بِسْمِ اللّٰهِ الرَّحْمٰنِ الرَّح۪يمِ

فِيهَا يُفْرَقُ كُلُّ أَمْرٍ حَكِيمٍ ﴿٤

(4-5-6) (O, bir gecedir ki) her hikmetli iş, nezdimizden bir emr ile, o zaman ayrılır. Hakıykat, biz Rabbinden bir (eser-i) rahmet olarak (peygamberler) gönderenleriz. Şüphe yok ki O, hakkıyle işidenin, (her şey'i) kemâliyle bilenin ta kendisidir.

— Hasan Basri Çantay

أَمْرًا مِّنْ عِندِنَآۚ إِنَّا كُنَّا مُرْسِلِينَ ﴿٥

(4-5-6) (O, bir gecedir ki) her hikmetli iş, nezdimizden bir emr ile, o zaman ayrılır. Hakıykat, biz Rabbinden bir (eser-i) rahmet olarak (peygamberler) gönderenleriz. Şüphe yok ki O, hakkıyle işidenin, (her şey'i) kemâliyle bilenin ta kendisidir.

— Hasan Basri Çantay

رَحْمَةً مِّن رَّبِّكَۚ إِنَّهُۥ هُوَ ٱلسَّمِيعُ ٱلْعَلِيمُ ﴿٦

(4-5-6) (O, bir gecedir ki) her hikmetli iş, nezdimizden bir emr ile, o zaman ayrılır.

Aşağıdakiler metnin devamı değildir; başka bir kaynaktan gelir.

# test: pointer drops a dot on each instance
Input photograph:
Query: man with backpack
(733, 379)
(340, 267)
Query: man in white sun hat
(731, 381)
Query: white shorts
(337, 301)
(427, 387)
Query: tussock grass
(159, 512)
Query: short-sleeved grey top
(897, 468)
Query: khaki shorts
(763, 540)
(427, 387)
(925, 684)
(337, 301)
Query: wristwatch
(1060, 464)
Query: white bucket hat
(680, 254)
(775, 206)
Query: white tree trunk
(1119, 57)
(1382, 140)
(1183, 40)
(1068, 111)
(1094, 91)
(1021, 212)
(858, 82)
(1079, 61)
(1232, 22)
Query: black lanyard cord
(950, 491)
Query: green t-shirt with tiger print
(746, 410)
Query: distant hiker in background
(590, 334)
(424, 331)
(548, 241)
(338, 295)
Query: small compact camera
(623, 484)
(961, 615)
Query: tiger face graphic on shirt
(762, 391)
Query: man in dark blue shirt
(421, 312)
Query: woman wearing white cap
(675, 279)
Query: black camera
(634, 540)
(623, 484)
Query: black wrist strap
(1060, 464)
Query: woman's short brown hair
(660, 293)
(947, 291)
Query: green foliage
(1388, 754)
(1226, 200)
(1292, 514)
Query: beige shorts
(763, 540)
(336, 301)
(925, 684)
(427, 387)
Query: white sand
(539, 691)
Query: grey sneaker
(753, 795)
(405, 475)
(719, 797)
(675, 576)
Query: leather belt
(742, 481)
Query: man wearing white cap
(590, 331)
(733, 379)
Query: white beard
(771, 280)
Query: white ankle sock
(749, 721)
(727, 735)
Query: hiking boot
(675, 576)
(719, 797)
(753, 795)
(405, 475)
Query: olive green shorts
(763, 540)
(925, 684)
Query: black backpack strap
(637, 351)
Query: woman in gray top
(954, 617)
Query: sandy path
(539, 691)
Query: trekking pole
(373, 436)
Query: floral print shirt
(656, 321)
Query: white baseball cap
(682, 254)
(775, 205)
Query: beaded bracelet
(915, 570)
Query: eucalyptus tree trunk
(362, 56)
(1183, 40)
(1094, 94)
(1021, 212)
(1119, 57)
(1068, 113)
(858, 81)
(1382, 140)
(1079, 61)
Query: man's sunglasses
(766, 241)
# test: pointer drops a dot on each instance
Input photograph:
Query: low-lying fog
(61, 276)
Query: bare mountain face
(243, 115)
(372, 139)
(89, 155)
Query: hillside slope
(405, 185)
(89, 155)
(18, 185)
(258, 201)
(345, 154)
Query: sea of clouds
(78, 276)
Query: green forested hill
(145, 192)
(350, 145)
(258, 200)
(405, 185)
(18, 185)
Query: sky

Hakıykat, biz Rabbinden bir (eser-i) rahmet olarak (peygamberler) gönderenleriz. Şüphe yok ki O, hakkıyle işidenin, (her şey'i) kemâliyle bilenin ta kendisidir.

— Hasan Basri Çantay

رَبِّ ٱلسَّمَٰوَٰتِ وَٱلْأَرْضِ وَمَا بَيْنَهُمَآۖ إِن كُنتُم مُّوقِنِينَ ﴿٧

(Evet) göklerin, yerin ve ikisi arasında bulunan şeylerin Rabbinden (bir eser-i rahmet olarak). Eğer (buna) iyice inanıcılar iseniz (o halde Muhammed sallellâhü aleyhi ve sellemin Onun peygamberi oldu ğuna da îman etmelisiniz).

— Hasan Basri Çantay

لَآ إِلَٰهَ إِلَّا هُوَ يُحْىِۦ وَيُمِيتُۖ رَبُّكُمْ وَرَبُّ ءَابَآئِكُمُ ٱلْأَوَّلِينَ ﴿٨

Ondan başka hiçbir Tanrı yokdur. Hem diriltir, hem öldürür O, Sizin de, geçmiş atalarınızın da Rabbi (O) dur.

— Hasan Basri Çantay

بَلْ هُمْ فِى شَكٍّ يَلْعَبُونَ ﴿٩

Hayır, onlar (tekrar dirilmekden) şübhe içindedirler. (Bununla} eğlenirler.

— Hasan Basri Çantay

فَٱرْتَقِبْ يَوْمَ تَأْتِى ٱلسَّمَآءُ بِدُخَانٍ مُّبِينٍ ﴿١٠

O halde semânın apâşikâr bir duman getireceği günü gözetle (Habîbim).

— Hasan Basri Çantay

يَغْشَى ٱلنَّاسَۖ هَٰذَا عَذَابٌ أَلِيمٌ ﴿١١

(Öyle bir duman ki bütün) insanları saracakdır o. «Bu, pek yaman bir azâb» (diyecekler).

— Hasan Basri Çantay

رَّبَّنَا ٱكْشِفْ عَنَّا ٱلْعَذَابَ إِنَّا مُؤْمِنُونَ ﴿١٢

«Ey Rabbimiz, bizden bu azâbı açıb kaldır. Çünkü biz îman edeceğiz».

— Hasan Basri Çantay

أَنَّىٰ لَهُمُ ٱلذِّكْرَىٰ وَقَدْ جَآءَهُمْ رَسُولٌ مُّبِينٌ ﴿١٣

Onlar için düşünüb ibret almak nerede? Kendilerine (hakıykatleri) açıklayan bir peygamber geldiği halde.

— Hasan Basri Çantay

ثُمَّ تَوَلَّوْاْ عَنْهُ وَقَالُواْ مُعَلَّمٌ مَّجْنُونٌ ﴿١٤

Yine ondan yüz çevirdiler. (Ona kimi) «bir öğretilmiş», (kimi) «bir mecnun» dediler.